The huge warship and its carrier strike group sailed through the Strait of Hormuz, a 21-mile-wide waterway connecting the Persian Gulf to the Red Sea, without incident on Tuesday, the US Navy said in a press release.
“A carrier brings immense capabilities wherever it goes,” Capt. Walter Slaughter, commanding officer of the Lincoln, said in the press release. “We place ourselves where we need to be, when we need to be there, in order to meet the full range of maritime security requirements of the mission at hand.”
The carrier sports an air wing of some 80 aircraft and was accompanied by several missile-armed destroyers and cruisers that also serve as anti-air and anti-ship defenses.
USNI reported the voyage was “safe and professional,” bereft of the harassment typically given US warships transiting the strait by Iran’s Islamic Revolutionary Guard Corps (IRGC), an elite paramilitary outfit that forms the backbone of Iran’s armed forces. The strait is almost exclusively owned by Iran, with which the US has been locked in a chest-beating match since US President Donald Trump reversed policy in 2018, pulling out of a multilateral deal and reimposing strangling sanctions on Iran.
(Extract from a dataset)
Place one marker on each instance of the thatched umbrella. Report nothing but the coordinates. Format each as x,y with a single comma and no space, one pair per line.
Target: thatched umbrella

A statement from the US 5th Fleet made clear, “The presence of the [Lincoln Strike Group] in the [Persian] Gulf does not represent escalation or a new policy toward Iran,” USNI reported.
The publication noted the move might actually be a sign of relaxing tensions, since in the event of a shooting war, the carrier strike group would want a vast ocean to maneuver in, not a narrow waterway like the Persian Gulf or Strait of Hormuz, where it would be vulnerable to Iranian anti-ship missiles.
One-fifth of the world’s seaborne oil trade and one-third of its liquefied natural gas passes through the Strait of Hormuz.
However, the US has in recent days made several moves against Iran, including announcing the introduction of new sanctions amid Tehran’s decision to enrich more uranium at its Fordow Fuel Enrichment Plant.
“There is no legitimate reason to enrich uranium," US Secretary of State Mike Pompeo said on Monday, noting the only acceptable amount of such material for Iran to have is “zero.”
Meanwhile, protests sparked over the weekend in cities across Iran quickly earned US support. Amid a hike in fuel prices for large purchases of petroleum products, protesters took to the streets in Mashhad, Shiraz, Kermanshah and Tehran, setting fire to cars and structures and getting in fights with the police. At least one officer and several protesters have been killed.
“As I said to the people of Iran almost a year and a half ago: The United States is with you,” Pompeo tweeted on Saturday. On Monday, he condemned "any acts committed by the government against the Iranian people."
Iranians pay some of the lowest gas prices on the planet, and the reduction in subsidies was intended to create funds for a new program to aid low-income families.
Iranian leaders have claimed the protests are being fanned by “foreign-backed thugs,” a conclusion shared at least in part by some other powers, such as the Russian Foreign Ministry.
“The US’s goal vis-à-vis Iran is nothing other than to disturb its security and set fire to the Iranian nation’s interests,” Iranian Parliament Speaker Ali Larijani said on Monday, according to Iran’s PressTV. “He [Secretary Pompeo] openly supports the immolation of the Iranian people’s properties through foolish shamelessness and opportunism, while calling it defending the Iranian people.”